“Il mondo e paese” (the world’s a village) say the Italians, and news from France makes the point. Why? Because the French seem to be making the same mid-course corrections to their urban renewal policies that the Americans made several decades ago. In the 1990s, U.S. housing policy started demolishing high-rise, low- and moderate-income housing complexes (i.e., “families in the air”) and replacing them with less dense, low-rise mixed income housing. Well, the French are doing the same, to the tune of $60 billion.
The New York Times recently reported France’s efforts to demolish La Courneuve’s Balzac housing tower, a 16 story, 600-foot edifice that sits in a neighborhood where drugs and violence are the norm. But this isn’t the first time the French government looked to architecture to solve social problems.

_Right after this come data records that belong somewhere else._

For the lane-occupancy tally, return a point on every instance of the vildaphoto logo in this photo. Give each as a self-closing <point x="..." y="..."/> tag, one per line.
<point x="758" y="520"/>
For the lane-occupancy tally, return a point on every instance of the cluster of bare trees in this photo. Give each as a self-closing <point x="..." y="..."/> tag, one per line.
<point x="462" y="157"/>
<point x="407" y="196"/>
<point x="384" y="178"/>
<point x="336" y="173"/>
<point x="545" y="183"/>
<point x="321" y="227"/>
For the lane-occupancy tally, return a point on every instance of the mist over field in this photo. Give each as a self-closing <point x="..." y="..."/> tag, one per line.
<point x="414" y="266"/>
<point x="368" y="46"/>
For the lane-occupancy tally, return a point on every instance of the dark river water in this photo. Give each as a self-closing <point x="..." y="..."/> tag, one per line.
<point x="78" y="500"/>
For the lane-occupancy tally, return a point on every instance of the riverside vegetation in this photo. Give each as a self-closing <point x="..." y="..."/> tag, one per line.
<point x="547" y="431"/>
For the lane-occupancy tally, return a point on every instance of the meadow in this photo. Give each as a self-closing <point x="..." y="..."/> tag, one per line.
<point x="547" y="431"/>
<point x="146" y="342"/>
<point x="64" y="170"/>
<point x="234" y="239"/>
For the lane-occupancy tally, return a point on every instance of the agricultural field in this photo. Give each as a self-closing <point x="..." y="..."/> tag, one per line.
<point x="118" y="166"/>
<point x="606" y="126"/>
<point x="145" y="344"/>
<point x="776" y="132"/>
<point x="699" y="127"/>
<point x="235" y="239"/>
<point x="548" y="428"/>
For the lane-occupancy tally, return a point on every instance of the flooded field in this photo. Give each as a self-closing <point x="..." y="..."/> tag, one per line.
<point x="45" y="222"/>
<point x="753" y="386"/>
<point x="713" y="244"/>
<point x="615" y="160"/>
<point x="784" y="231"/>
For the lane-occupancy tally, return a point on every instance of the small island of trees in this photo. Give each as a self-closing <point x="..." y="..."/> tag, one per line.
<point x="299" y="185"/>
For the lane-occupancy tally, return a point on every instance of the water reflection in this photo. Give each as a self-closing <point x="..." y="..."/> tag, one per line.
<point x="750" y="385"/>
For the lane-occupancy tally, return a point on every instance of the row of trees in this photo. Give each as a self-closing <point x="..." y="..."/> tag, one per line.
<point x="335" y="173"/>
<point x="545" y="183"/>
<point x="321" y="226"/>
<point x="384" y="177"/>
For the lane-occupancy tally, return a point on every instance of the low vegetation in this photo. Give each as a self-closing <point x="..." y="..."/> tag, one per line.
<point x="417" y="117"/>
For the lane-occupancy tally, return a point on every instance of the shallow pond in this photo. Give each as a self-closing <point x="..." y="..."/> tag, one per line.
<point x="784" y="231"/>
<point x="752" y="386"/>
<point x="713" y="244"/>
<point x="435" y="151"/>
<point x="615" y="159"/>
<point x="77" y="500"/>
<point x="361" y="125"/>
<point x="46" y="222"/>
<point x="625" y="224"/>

According to the old conventional wisdom, “residential areas ought to remain separate from roads and the workplace, and so the [Balzac] cluster was built as a sort of island; residents trudged across a muddy field to reach the adjacent train station.” The new conventional wisdom deplores the homogeneity and monotony and social segregation of the old.
But the new wisdom still rests on the same premise as the old, namely that architecture can shape social outcomes. “’Mixing’ and ‘openness’ have replaced ‘separation’ and ‘uniformity’ as the watchwords of the day. But the central lesson of past decades, Ms. [Marie-Christine Vatov, architecture and urban planning editor for Innovapresse] said, has been the error of such faith in the power or architecture.”